Zigzags amphigouriques
Par Journal-le-nord
Ça devait être samedi après-midi. Le genre de fin de journée sans plan, à la Belle Époque où le fruit de nos labeurs servait principalement à payer du gaz, des chips ou des pièces de vélos, et que maman faisait notre lavage. Le frangin se pointe à la fenêtre (celle du passager, le côté conducteur étant figé dans la rouille de façon permanente) de ma rutilante Poney ‘86.
Je lui demande: « … Et alors? Qu’est-ce qu’on fait en fin de semaine?
Bah, je sais pas trop, ça parle des Whites Mountains dans le supplément du journal, on va grimper le Mont Washington à vélo ?! »
Le temps de lancer des sacs de couchage et les vélos dans le coffre et nous étions en direction pour le New Hampshire, 500 kilomètres plus loin. Quelques berlingots de lait au chocolat et une traverse de douane plus tard, nous stationnons sur le bord de route dans l’une des entrées du parc national. Ayant omis d’apporter une tente, nous dormons sur des tables à piquenique, tels des sans abri riches de milliers d’étoiles.
Au petit matin, nous enfourchons prestement les bicyclettes pour commencer la montée. Ça n’aura pris que quelques minutes avant que nous ne nous fassions avertir pour la première fois. Un chauffeur de navette touristique nous fait de grands signes indiquant que nous n’avons pas d’affaires là. Lire un article en diagonal ne garantit pas d’en capter tous les détails: la montée du Mont Washington est un événement annuel et en aucun autre temps les vélos y sont autorisés.
Au départ, nous n’étions sincèrement pas au courant de l’interdiction, et nous nous sommes entêtés. Un peu après, un deuxième conducteur nous enguirlande, nous feignons de ne pas com-prendre l’anglais et poursuivons de plus belle. La situation n’allait sûrement pas s’améliorer, et nous savions déjà que nous devrions penser à un plan B. Après le passage du troisième bus, on doit se rendre à l’évidence que poursuivre plus loin n’est pas la meilleure des options. Des fois, c’est bon d’écouter les avertissements et d’agir conséquemment, ça aurait pu nous sauver du temps… mais ç’aurait été une moins bonne anecdote.
Évidemment nous ne pouvions nous résoudre à plier bagage sans faire un ultime essai pour atteindre le sommet. Nous repartons d’un pas leste et rapide, dépassant des dizaines de marcheurs. Certains sont même chargés de sacs si lourds, que nous commençons à douter de notre équipement minimaliste, constitué essentiellement d’une barre tendre, d’un peu d’eau et d’un coupe-vent mince.

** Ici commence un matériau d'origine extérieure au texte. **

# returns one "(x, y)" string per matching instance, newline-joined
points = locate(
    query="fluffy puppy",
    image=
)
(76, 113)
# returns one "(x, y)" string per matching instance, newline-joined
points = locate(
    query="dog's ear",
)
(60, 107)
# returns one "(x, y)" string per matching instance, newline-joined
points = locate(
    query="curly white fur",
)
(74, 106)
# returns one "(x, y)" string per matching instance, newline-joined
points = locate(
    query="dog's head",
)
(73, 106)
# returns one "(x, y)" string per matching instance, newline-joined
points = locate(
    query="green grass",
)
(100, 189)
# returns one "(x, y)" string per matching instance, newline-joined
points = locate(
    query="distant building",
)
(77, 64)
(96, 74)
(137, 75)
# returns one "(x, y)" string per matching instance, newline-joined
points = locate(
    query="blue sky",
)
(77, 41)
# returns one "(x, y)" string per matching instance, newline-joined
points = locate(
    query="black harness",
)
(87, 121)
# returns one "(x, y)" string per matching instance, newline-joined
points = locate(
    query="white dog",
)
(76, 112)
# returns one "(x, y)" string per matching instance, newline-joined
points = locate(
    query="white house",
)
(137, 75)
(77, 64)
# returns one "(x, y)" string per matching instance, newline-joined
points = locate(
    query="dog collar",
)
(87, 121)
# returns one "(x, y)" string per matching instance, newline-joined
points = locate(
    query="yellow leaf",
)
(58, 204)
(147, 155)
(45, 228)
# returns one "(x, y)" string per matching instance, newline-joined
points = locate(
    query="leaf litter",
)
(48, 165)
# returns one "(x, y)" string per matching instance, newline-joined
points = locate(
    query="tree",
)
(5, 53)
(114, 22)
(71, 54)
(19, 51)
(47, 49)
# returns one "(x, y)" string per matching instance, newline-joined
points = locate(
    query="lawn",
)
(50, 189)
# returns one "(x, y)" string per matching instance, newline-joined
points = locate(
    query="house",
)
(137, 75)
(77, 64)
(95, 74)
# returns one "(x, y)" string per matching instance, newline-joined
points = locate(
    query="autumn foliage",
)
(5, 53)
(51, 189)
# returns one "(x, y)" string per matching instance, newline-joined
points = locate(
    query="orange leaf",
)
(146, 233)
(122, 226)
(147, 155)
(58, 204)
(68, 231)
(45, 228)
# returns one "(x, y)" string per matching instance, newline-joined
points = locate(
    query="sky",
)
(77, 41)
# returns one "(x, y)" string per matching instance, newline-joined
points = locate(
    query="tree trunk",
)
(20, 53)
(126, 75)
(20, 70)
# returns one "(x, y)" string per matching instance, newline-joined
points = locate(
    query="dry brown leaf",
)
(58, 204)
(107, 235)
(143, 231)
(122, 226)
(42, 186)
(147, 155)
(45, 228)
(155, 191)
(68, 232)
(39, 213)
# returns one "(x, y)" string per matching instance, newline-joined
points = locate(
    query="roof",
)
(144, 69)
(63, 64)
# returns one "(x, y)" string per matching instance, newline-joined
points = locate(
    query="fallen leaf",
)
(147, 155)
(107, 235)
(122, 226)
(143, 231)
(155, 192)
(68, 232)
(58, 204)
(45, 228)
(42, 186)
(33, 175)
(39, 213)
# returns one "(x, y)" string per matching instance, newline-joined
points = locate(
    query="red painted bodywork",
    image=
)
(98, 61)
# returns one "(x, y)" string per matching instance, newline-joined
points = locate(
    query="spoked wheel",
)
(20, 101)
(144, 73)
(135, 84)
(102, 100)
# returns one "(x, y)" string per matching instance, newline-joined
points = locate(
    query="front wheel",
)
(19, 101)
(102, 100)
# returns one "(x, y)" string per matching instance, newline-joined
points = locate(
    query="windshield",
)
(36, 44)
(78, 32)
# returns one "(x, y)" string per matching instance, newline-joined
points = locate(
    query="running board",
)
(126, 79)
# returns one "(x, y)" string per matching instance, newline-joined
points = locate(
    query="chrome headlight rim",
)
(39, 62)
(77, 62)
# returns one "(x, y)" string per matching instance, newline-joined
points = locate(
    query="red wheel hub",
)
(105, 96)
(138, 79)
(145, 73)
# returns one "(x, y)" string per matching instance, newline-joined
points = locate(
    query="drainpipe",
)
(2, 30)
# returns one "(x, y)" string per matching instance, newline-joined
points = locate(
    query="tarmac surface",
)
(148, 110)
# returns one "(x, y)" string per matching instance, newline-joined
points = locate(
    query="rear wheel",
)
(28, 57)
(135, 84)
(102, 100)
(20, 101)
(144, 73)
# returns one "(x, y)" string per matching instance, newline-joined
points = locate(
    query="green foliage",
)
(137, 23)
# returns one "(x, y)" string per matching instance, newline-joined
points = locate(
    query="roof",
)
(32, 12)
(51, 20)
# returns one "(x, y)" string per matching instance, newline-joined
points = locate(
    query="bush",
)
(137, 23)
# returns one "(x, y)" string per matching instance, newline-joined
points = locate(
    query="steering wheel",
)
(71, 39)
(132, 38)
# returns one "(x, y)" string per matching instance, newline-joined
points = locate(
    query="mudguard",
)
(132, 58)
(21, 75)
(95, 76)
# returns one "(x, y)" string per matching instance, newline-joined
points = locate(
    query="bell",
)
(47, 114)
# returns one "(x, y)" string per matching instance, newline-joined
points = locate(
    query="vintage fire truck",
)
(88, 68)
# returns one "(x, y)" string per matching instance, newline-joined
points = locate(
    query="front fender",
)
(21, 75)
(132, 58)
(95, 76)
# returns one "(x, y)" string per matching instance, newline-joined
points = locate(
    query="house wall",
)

Nous ne sommes clairement pas à armes égales pour affronter l’ascension, allez donc savoir qui aura fait le bon choix avant le retour au départ.
Arrivés à mi-montagne, les nuages et le vent se firent de plus en plus menaçants. Le plus jeune sortit l’argument massue du « t’es peureux », que les bourrasques et le bruit de la nature – qui commençaient à se démener solidement – transformèrent à mon oreille en un « t’es pas heureux ». La quête du bonheur étant quelque chose de complexe, ce malentendu relatif à mon niveau de satisfaction envers la vie me mit en colère. Ce fut suffisant pour me faire avancer un bon bout de temps.
Jusqu’au moment où, lors d’un passage techniquement plus difficile, dans la brume épaisse omniprésente, je crus percevoir un pare-chocs de voiture! Quelle déception de réaliser que c’en était réellement un. Parfois une ascension grandiose mène à un plateau plutôt banal. C’était un peu le cas avec le stationnement du sommet du Mont Washington, où après avoir gravit un sentier en côtoyant des randonneurs chargés comme des mulets, on va rejoindre des touristes en souliers mous à la boutique de souvenirs.
Lancés innocemment à l’attaque de ce géant du Nord-Est, nous en aurions assurément pour quelques jours de courbatures.
C’est le prix à payer pour vivre « l’Aventure ».
Un peu comme un virus qui se développe de manière amphigourique, ça part en embrouille, et de cascade en cascade, on passe par toutes les gammes d’émotions. D’accomplissements en échecs, de jambettes aux petites victoires, on part vers l’inconnu sans savoir comment on va finir.
C’était toute une aventure 2020, on est endoloris de partout, mais c’est pas le temps de laisser tomber parce qu’il n’y a pas de neige avant Noël. Faire des zigzags c’est parfois compliqué, mais habituellement ça fait vivre de belles choses. Aller, encore quelques jours avant le prochain Bye Bye, je termine en vous souhaitant à tous le courage d’assumer et de vivre en harmonie avec vos convictions amis lecteurs!